Il n’était pas prévu de toucher au texte davantage qu’à la marge. Cette rencontre intervient à un moment de l’élaboration où il n’est plus possible de participer réellement à la réflexion.
Il est évident que ces programmes ne satisferont pas tout le monde. On peut les juger trop allégés (dans la mesure où l’horaire diminue) et le regretter, bien sûr. On peut juger qu’ils sont trop lourds (le programme de grec, en particulier, semble pléthorique) pour un horaire dont on n’est pas sûr qu’il corresponde toujours à 1h-2h-2h – mais à ce compte-là, leur dimension conséquente permet de mettre en avant la nécessité d’avoir l’horaire complet pour les traiter.

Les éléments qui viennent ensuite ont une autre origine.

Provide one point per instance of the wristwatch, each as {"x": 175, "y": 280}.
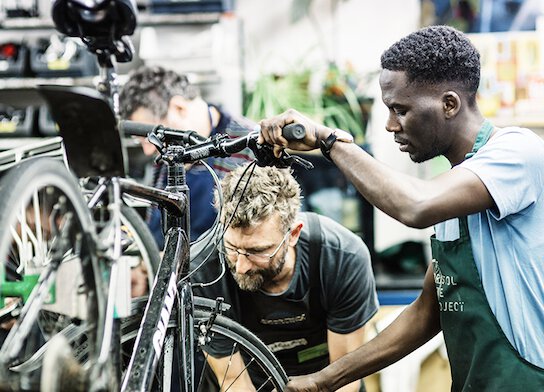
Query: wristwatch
{"x": 325, "y": 145}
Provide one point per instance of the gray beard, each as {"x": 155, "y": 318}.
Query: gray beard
{"x": 255, "y": 280}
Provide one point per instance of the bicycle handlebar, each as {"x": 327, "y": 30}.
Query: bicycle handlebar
{"x": 196, "y": 147}
{"x": 134, "y": 128}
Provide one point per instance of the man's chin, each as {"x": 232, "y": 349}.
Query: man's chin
{"x": 252, "y": 284}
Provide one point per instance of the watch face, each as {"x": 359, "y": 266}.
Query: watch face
{"x": 343, "y": 136}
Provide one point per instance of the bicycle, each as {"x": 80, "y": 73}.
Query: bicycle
{"x": 95, "y": 326}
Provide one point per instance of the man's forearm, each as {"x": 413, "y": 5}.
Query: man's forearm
{"x": 388, "y": 347}
{"x": 418, "y": 323}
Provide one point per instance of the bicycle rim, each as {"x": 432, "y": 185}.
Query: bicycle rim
{"x": 45, "y": 229}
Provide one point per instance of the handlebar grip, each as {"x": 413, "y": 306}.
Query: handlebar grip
{"x": 133, "y": 128}
{"x": 294, "y": 131}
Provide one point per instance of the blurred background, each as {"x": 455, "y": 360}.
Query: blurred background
{"x": 258, "y": 58}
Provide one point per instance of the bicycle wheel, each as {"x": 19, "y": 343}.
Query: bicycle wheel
{"x": 47, "y": 262}
{"x": 142, "y": 248}
{"x": 264, "y": 368}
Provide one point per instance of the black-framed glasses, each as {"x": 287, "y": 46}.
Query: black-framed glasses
{"x": 233, "y": 253}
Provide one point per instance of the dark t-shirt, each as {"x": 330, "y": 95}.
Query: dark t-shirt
{"x": 346, "y": 282}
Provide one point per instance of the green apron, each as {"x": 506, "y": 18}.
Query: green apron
{"x": 481, "y": 357}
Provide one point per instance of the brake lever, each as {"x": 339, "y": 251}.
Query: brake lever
{"x": 265, "y": 157}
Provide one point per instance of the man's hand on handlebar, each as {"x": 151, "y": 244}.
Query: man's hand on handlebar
{"x": 271, "y": 132}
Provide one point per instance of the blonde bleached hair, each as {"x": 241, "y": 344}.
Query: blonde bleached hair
{"x": 270, "y": 191}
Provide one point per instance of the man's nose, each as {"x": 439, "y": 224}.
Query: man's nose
{"x": 242, "y": 264}
{"x": 392, "y": 124}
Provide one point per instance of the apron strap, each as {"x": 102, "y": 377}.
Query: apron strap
{"x": 315, "y": 261}
{"x": 483, "y": 136}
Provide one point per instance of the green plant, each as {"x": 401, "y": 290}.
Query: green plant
{"x": 334, "y": 103}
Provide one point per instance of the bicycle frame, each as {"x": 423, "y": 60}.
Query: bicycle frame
{"x": 155, "y": 339}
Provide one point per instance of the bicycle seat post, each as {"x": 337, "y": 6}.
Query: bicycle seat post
{"x": 176, "y": 183}
{"x": 108, "y": 84}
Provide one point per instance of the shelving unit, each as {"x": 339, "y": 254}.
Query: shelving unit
{"x": 219, "y": 83}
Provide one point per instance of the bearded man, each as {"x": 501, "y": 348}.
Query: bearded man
{"x": 301, "y": 282}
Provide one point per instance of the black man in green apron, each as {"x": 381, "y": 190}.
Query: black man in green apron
{"x": 485, "y": 286}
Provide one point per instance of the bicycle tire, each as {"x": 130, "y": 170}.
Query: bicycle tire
{"x": 59, "y": 237}
{"x": 144, "y": 245}
{"x": 261, "y": 358}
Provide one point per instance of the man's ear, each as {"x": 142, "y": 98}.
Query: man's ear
{"x": 295, "y": 233}
{"x": 178, "y": 106}
{"x": 451, "y": 104}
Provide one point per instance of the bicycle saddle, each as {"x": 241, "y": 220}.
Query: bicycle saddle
{"x": 95, "y": 18}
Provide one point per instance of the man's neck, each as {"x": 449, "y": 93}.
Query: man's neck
{"x": 282, "y": 281}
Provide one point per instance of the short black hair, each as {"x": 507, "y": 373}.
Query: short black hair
{"x": 436, "y": 54}
{"x": 152, "y": 88}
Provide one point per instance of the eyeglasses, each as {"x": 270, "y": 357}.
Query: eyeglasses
{"x": 233, "y": 253}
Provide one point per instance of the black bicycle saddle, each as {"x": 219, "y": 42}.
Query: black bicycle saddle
{"x": 95, "y": 18}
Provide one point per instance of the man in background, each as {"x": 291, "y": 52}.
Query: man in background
{"x": 155, "y": 95}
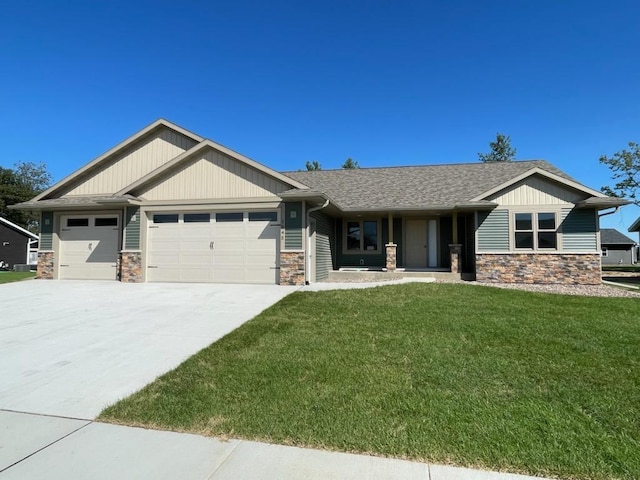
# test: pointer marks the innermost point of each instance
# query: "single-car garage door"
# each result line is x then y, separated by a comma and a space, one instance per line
89, 247
222, 247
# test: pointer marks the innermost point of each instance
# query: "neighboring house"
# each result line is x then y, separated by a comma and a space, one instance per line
169, 205
18, 246
617, 249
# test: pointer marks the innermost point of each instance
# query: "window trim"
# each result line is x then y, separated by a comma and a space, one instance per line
535, 230
360, 222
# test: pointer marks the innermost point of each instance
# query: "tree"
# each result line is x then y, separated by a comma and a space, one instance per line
501, 150
313, 165
625, 168
349, 163
20, 184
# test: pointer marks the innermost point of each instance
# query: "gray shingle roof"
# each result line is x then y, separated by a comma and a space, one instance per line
610, 236
415, 186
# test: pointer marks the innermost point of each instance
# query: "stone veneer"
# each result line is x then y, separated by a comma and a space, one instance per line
391, 250
46, 265
130, 267
455, 250
291, 268
564, 268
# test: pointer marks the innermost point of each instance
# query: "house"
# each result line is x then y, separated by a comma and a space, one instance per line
617, 249
167, 205
18, 246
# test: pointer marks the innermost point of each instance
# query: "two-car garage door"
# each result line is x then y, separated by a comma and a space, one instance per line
233, 247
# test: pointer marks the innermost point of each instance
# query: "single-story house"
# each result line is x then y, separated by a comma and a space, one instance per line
167, 205
617, 248
18, 246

Nous ne mettons donc pas en cause le manque d’ambition de leur contenu. Il est clair qu’un élève qui sortirait de 3ème en ayant acquis ces connaissances et ces compétences serait extrêmement bien outillé pour la suite de sa scolarité dans nos disciplines. Nous apprécions aussi la volonté de remettre le grec en lumière, dès le début de la scolarité en latin. Quel dommage que cette dynamique revendiquée intervienne quand les horaires compromettent l’Enseignement Conjoint des Langues Anciennes !
Pour notre part, nous regrettons surtout le fait que ce programme soit très marqué par un enseignement traditionnel. La grammaire, l’histoire, sont abordées de façon très verticales. La dimension littéraire de nos disciplines ne nous paraît pas suffisamment mise en avant. Si le CSP a affirmé la volonté d’aborder l’apprentissage du latin un peu comme celui d’une « troisième langue vivante », nous nous étonnons de trouver si peu de place pour l’oralisation. Nos critiques à l’égard des programmes de français ne nous empêchent pas de reconnaître qu’il comportait de bonnes intentions : aborder la langue en mettant en avant son système, entrer dans les textes par des questionnements. Il nous semble dommage que les enseignements de complément n’aient pas pris, eux aussi, cette direction ; cela les aurait inscrits davantage dans la modernité. La consultation des organisations syndicales a malheureusement eu lieu trop tard pour que de telles inflexions soient possibles ; elle nous a donné davantage l’impression d’une consultation de courtoisie que d’une réelle association à la réflexion, même si le CSP semble avoir retenu quelques propositions de modifications, à la marge.

Nous proposerons des amendements à ce projet de programme dans le cadre de la commission spécialisée et du Conseil supérieur de l’éducation de janvier.